Emirates Global Aluminium’s Challenge programme expands with five major industry partners
Emirates Global Aluminium’s Challenge programme expands as major firms join to accelerate gender diversity and inclusion across the UAE industrial sector.
Emirates Global Aluminium’s Challenge programme has grown with five new industry partners signing on to boost gender inclusion across the UAE’s industrial workforce. The move brings Schneider Electric, RAK Ceramics, Veolia, Delta Plus and Knauf into a coalition led by EGA to address shared barriers to women’s participation in technical and operational roles. The expanded membership also reinforces cross-sector collaboration as companies look to scale mentoring, recruitment and workplace practices that support women in science, technology, engineering and mathematics.
New partners join the Challenge programme
EGA confirmed the arrival of the five new members and said they join existing participants that include ADNOC, Ducab, Emirates Steel Arkan, the Emirates Nuclear Energy Corporation, Strata, TAQA and TechnipFMC. The company described the programme as a platform for industrial employers to coordinate on practical measures that remove systemic barriers and expand opportunity for women. By pooling resources and aligning targets, members aim to accelerate change more quickly than individual efforts alone.
Programme priorities and areas of action
The Challenge programme, launched by EGA in 2023, concentrates on three core priorities: encouraging women to enter STEM fields, creating more inclusive workplaces within heavy industry, and providing structured career mentorship for young women already working in the sector. Participating companies will collaborate on recruitment pipelines, skills development initiatives and awareness campaigns to attract female talent into technical trades and engineering roles. The programme also seeks to standardise best practices for family-friendly shift patterns, safety training and progression pathways that support retention.
Targeted measures to increase female participation
Members plan to pilot joint initiatives such as apprenticeship quotas, sector-wide mentoring schemes and shared training modules that prepare candidates for operational roles. The programme emphasises practical interventions — from on-site facilities and protective equipment designed for women to sponsored scholarships and industry placements. EGA has framed these measures as not only equitable but necessary to meet evolving labour needs and technological demands across the UAE’s industrial base.

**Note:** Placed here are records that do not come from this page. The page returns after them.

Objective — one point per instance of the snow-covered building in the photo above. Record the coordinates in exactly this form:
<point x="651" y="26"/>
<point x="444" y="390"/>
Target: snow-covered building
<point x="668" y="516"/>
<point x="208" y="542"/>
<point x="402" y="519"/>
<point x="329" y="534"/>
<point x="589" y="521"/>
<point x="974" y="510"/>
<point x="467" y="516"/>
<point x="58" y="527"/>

EGA reports measurable progress on gender diversity
EGA said it has adopted a proactive approach to gender diversity since the start of the decade and reported concrete gains within its own workforce. The company now employs more than 830 women, with over 60 percent occupying operational roles, and women holding roughly one quarter of managerial positions. EGA added that the firm met the internal target it set in 2021, achieving the stated managerial representation by the end of 2025, a milestone it presented as evidence that structured commitments can deliver results.
Leadership perspective on competitiveness and inclusion
Abdulnasser bin Kalban, Chief Executive Officer of Emirates Global Aluminium, framed the programme as a strategic business priority as well as a social one. He said organisations with inclusive cultures tend to perform better, innovate more effectively and deliver stronger long-term growth. Bin Kalban described the expansion of the Challenge programme as an opportunity to raise competitiveness across the sector while broadening economic participation for women.
Sector-wide implications and next steps
Industry leaders and policymakers have increasingly emphasised that increasing female participation in STEM and industrial trades is necessary to sustain workforce pipelines and national development goals. The Challenge programme’s collaborative model aims to produce transferable practices that smaller employers can adopt, multiplying the impact beyond the founding members. EGA and its partners have indicated they will publish progress updates and share results of pilot initiatives to encourage wider uptake across the UAE and the wider region.
EGA’s expanded coalition also signals a shift from isolated corporate programmes to coordinated, cross-company action on inclusion, potentially serving as a template for other sectors facing similar talent shortages. As members begin implementing shared initiatives, observers will be watching recruitment and retention metrics to assess whether the partnership can translate commitments into sustained increases in female representation in technical and operational roles.
The success of the Challenge programme will depend on translating stated ambitions into measurable, repeatable interventions that address the practical constraints women face in industrial environments. By aligning hiring practices, training investments and workplace supports across multiple major employers, the partnership seeks to create clearer career pathways for women and to strengthen the industrial workforce that underpins the UAE’s economic growth.